King Gizzard’s Stu Mackenzie put it differently: “Sometimes you just forget that you have free will, you can do whatever you want in these spaces.”
He’s right. We’ve been trained to believe that Spotify is music, that to leave it is to vanish. But maybe that’s the illusion that needs breaking.
Let’s get real.
Spotify isn’t evil incarnate. It’s a business built on access, not ownership. But Daniel Ek didn’t invest his billions into music education, environmental tech, or art therapy. He backed military AI.
It’s an uncomfortable symmetry: artists lose their humanity to algorithms, and soldiers might too.
When Massive Attack say “another way is possible,” they’re not just talking about streaming, they’re talking about what kind of world art should fund.

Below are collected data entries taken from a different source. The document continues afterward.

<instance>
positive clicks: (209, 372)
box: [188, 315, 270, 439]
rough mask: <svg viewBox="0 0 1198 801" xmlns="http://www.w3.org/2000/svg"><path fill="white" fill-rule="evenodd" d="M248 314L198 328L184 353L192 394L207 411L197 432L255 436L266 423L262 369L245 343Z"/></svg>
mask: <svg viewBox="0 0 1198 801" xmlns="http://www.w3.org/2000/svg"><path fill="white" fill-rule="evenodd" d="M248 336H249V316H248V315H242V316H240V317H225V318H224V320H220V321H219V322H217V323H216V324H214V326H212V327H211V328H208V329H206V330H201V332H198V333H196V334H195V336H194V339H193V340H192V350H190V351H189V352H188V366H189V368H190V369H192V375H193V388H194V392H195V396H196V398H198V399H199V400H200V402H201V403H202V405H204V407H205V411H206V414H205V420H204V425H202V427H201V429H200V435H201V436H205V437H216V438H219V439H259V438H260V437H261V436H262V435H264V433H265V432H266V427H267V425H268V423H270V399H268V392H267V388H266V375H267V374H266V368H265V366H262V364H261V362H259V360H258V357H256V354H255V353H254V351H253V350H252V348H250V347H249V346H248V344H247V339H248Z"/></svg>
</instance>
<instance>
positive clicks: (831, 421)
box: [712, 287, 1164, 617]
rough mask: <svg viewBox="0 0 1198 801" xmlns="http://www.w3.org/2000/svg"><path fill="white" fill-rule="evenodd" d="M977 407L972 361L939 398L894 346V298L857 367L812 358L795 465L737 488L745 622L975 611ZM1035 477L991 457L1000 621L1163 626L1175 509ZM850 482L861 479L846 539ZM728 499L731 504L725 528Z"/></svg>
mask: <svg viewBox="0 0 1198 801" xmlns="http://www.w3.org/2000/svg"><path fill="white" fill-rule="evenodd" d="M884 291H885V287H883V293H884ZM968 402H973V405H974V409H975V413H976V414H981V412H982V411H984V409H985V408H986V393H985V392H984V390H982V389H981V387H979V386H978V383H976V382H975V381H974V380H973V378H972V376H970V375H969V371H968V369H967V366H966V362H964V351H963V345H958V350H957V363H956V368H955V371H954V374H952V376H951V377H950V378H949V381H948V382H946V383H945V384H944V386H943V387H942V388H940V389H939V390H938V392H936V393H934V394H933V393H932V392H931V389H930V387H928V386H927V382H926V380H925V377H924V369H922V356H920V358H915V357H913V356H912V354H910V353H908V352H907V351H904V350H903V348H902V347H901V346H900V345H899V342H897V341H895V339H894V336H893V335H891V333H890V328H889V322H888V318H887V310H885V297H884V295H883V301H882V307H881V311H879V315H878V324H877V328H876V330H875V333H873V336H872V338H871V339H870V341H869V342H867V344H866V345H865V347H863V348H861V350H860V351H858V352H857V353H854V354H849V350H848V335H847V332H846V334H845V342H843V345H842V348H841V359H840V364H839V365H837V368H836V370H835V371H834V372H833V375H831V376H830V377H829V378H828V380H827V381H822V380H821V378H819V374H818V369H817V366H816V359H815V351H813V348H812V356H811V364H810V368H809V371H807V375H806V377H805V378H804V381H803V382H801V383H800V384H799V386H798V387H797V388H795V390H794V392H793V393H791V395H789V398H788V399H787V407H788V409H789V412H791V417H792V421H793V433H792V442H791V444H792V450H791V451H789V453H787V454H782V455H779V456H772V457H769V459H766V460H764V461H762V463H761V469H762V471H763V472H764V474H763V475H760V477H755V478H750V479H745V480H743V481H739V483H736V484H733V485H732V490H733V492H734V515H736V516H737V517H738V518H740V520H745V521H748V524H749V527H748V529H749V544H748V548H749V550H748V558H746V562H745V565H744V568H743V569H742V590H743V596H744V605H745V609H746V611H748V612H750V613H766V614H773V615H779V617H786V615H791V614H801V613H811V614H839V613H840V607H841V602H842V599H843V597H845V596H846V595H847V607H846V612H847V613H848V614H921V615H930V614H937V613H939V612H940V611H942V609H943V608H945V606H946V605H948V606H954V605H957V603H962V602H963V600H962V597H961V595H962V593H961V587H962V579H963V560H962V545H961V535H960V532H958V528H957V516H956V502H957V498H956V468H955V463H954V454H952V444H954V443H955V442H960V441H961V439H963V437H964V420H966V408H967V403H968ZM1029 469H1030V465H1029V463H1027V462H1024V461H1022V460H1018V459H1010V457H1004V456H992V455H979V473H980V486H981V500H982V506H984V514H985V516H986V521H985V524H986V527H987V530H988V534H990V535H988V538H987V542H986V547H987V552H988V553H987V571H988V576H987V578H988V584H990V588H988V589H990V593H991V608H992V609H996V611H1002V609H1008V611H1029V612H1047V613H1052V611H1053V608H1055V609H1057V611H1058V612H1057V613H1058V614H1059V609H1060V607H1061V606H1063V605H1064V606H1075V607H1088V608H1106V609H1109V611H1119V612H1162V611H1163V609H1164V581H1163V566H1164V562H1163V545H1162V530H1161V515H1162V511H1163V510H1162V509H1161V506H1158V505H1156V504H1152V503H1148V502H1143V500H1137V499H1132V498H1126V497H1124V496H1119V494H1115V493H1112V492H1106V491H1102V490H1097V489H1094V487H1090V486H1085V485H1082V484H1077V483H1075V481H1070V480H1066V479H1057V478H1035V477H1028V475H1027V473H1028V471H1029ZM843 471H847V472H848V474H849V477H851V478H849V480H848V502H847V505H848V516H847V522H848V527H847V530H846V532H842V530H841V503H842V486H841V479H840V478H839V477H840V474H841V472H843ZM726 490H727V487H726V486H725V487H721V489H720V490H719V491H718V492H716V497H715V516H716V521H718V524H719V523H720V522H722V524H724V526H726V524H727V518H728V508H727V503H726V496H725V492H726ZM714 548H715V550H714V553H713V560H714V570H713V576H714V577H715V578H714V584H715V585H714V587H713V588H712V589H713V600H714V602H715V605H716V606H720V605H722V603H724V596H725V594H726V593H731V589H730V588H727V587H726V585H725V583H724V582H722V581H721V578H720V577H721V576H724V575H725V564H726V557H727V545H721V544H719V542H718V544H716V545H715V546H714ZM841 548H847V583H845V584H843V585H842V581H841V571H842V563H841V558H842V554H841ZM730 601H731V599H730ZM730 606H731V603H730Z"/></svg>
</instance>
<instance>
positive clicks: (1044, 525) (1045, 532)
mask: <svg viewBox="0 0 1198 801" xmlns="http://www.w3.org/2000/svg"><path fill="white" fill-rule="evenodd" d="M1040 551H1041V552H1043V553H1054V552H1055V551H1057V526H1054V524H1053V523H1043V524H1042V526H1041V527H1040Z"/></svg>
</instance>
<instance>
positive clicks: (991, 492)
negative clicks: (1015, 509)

King Gizzard’s exit was quieter, almost whimsical. They didn’t burn bridges or preach revolution. They just walked out the door, and left the lights on at Bandcamp.
They put all 27 albums, 64 live releases, and three EPs up for “pay what you want.” Free if you’re broke. Generous if you’re not.
That’s not a tantrum; that’s a philosophy.
They’re proving that independence isn’t death, it’s oxygen.
Mackenzie said it best: “You put music at the top of the triangle, and the other things fall on from that.”
That’s the antidote to the Spotify mindset, the one that treats artists as data points, playlists as pipelines, and art as brand collateral.
He’s not chasing virality or followers. He’s chasing truth through sound.
That’s the quiet rebellion: music first, platform second.
Still, let’s not get carried away.
For every King Gizzard or Massive Attack, there are a thousand acts terrified to leave. Spotify is the ocean now, and these are just two drops. You pull your songs and the algorithm doesn’t even flinch.
But movements don’t begin with mass adoption. They begin with moral friction.
They start when artists stop pretending that “neutral” platforms are actually neutral.
The question isn’t whether Spotify collapses tomorrow. It’s whether enough artists start to feel that same itch, that sense of complicity, that awareness that maybe streaming convenience comes at a deeper cost.
Maybe the measure of this movement isn’t who leaves next, but who thinks twice before staying.
Spotify will survive this. It’s too big, too embedded. The algorithm doesn’t care about conscience. But these withdrawals, these deliberate, defiant choices, chip away at the illusion that the creative economy is benign.
Maybe it changes nothing.
Maybe it changes everything.
But here’s what matters, they remembered they could say no.
They remembered that platforms don’t own music, people do.
And that, in itself, might be the start of something bigger.
Because history doesn’t remember the comfortable. It remembers the ones who walked out first.